Like rewatching “The Year Without a Santa Claus” or drinking eggnog, ABC has decided that the Lakers playing the Miami Heat is a holiday tradition. That’s seriously how they’ve been promoting today’s Christmas Day match up (11:30 on ABC 7) for the past couple of weeks — “a game that has become a holiday tradition.”
What this match up really seems is sad — more than three years after Shaquille O’Neal left the Los Angeles Lakers, the best possible game the highly-paid marketing suits at NBA headquarters could come up with for its premiere time slot on Christmas was the worn out Shaq/Kobe rivalry. Two years ago this game created a buzz (Shaq facing his old team, with plenty of Scrooge-like ill will to go around), but by last year’s sequel basketball fans had moved on, as had the two key players who were at least cordial with each other. This year’s number three in the series would be straight to video — and if Shaq is even at the game he will be wearing a $3,000 suit, because he is injured.

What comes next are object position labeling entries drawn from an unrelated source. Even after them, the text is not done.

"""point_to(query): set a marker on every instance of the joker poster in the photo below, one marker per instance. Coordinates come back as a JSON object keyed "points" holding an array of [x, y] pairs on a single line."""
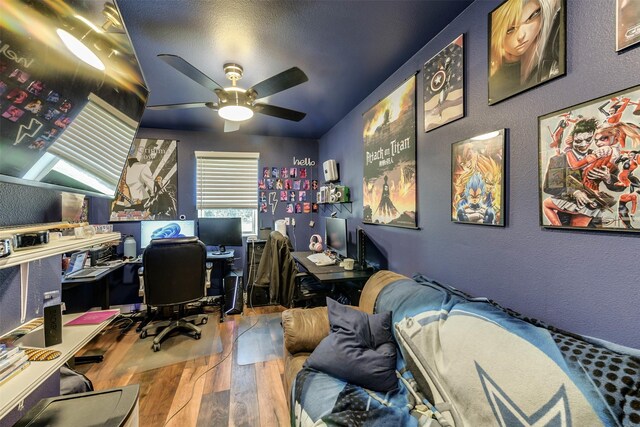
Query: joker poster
{"points": [[148, 184], [389, 182]]}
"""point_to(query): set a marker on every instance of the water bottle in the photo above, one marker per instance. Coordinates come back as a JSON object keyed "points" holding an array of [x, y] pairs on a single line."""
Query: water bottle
{"points": [[130, 247]]}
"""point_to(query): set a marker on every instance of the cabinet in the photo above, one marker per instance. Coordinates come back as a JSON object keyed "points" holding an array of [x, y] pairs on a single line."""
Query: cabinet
{"points": [[256, 295]]}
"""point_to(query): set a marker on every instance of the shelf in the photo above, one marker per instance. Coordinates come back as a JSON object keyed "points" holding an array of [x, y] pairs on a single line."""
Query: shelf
{"points": [[13, 392], [56, 247], [337, 205]]}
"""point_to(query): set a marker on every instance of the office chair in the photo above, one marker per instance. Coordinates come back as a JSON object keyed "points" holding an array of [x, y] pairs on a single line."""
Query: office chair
{"points": [[288, 286], [174, 274]]}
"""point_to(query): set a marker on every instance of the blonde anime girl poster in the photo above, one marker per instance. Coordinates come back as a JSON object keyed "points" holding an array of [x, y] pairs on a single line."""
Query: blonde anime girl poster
{"points": [[527, 46]]}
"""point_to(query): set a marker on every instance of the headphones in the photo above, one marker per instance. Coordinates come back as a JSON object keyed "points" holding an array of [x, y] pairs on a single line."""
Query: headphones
{"points": [[315, 243]]}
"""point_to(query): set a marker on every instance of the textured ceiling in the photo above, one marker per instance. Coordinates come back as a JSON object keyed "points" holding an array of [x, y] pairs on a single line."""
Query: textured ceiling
{"points": [[346, 48]]}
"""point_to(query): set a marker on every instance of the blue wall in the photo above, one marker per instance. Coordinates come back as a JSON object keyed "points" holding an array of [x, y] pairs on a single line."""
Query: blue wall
{"points": [[586, 282]]}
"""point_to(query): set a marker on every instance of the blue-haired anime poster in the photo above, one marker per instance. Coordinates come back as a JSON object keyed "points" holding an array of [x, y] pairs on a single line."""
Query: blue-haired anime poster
{"points": [[147, 189], [477, 180], [389, 182], [589, 156]]}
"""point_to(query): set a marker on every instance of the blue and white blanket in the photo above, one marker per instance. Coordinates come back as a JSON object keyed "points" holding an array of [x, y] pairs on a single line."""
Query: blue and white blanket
{"points": [[477, 364]]}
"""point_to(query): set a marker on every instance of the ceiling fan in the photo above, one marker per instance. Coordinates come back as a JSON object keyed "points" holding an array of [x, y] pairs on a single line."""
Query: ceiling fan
{"points": [[234, 103]]}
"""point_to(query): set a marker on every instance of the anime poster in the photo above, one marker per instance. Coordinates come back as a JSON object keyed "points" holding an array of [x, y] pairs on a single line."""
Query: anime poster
{"points": [[444, 86], [527, 46], [477, 180], [147, 189], [627, 23], [389, 182], [589, 156]]}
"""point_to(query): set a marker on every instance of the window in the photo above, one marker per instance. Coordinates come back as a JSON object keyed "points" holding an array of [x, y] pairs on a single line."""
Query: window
{"points": [[226, 187], [95, 165]]}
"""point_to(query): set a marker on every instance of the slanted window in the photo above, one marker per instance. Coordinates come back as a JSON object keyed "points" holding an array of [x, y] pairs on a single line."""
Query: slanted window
{"points": [[226, 187]]}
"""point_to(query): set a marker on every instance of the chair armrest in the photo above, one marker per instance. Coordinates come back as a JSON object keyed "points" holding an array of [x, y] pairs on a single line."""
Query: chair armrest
{"points": [[141, 279], [304, 328], [209, 267]]}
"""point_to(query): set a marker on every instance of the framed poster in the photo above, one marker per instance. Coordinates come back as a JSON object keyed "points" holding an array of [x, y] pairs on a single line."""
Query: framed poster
{"points": [[147, 189], [444, 86], [477, 179], [527, 46], [627, 23], [389, 180], [588, 160]]}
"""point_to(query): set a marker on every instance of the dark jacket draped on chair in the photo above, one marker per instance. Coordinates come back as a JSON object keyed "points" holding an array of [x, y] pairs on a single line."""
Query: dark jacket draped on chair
{"points": [[277, 269]]}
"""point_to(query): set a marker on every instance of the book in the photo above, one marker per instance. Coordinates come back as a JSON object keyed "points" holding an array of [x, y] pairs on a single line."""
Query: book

Ironically, a league that should be promoting its exciting crop of young stars (see: James, LeBron) ends up doing that inadvertently because the Heat are Dwyane Wade’s team now. While last spring pundits said Shaq won a ring without Kobe, he did it by deferring to the dynamic Wade in the NBA finals in a way Shaq’s ego never let him do with Kobe. Wade is the best player on the Heat, and so far this season he may be the best in the NBA.
While the general perception is the Lakers are Kobe and the Kobeettes, the Heat this season are truly Wade against the world. Shaq is injured, his backup (Alonzo Mourning) had to come out of retirement and can’t handle a starters minutes. The rest of the Heat have gotten old, save for guys like Dorel Wright who are young but look lost in the offense. All that has led to a Heat team that is 12-14 and out of the playoffs if they started today.
If the Lakers are going to win this one, their goal is really pretty simple: slow Dwyane Wade. Wade is classic slasher guard who can get to the rim seemingly at will. Like Kobe, you’re not going to stop him, but if you can make him work hard for his shots — make him less efficient — then you have taken a big step toward the win. And by the way, the scouting report on Wade is you do that by forcing him to go to his left (he is almost unstoppable going right, human going left) and make him pull up and take jump shots, he’s shooing just 39.4% on jumpers this season. Also, look for the Laker bench — Jordan Farmar, Andrew Bynum, Mo Evans and Vladamir Radmanovic — to play a big role, they have been hot while the Heat subs don’t live up to the team name.
Those are a few things to look for, if you are one of the few in the general public that cares enough about this “rivalry” to watch on Christmas.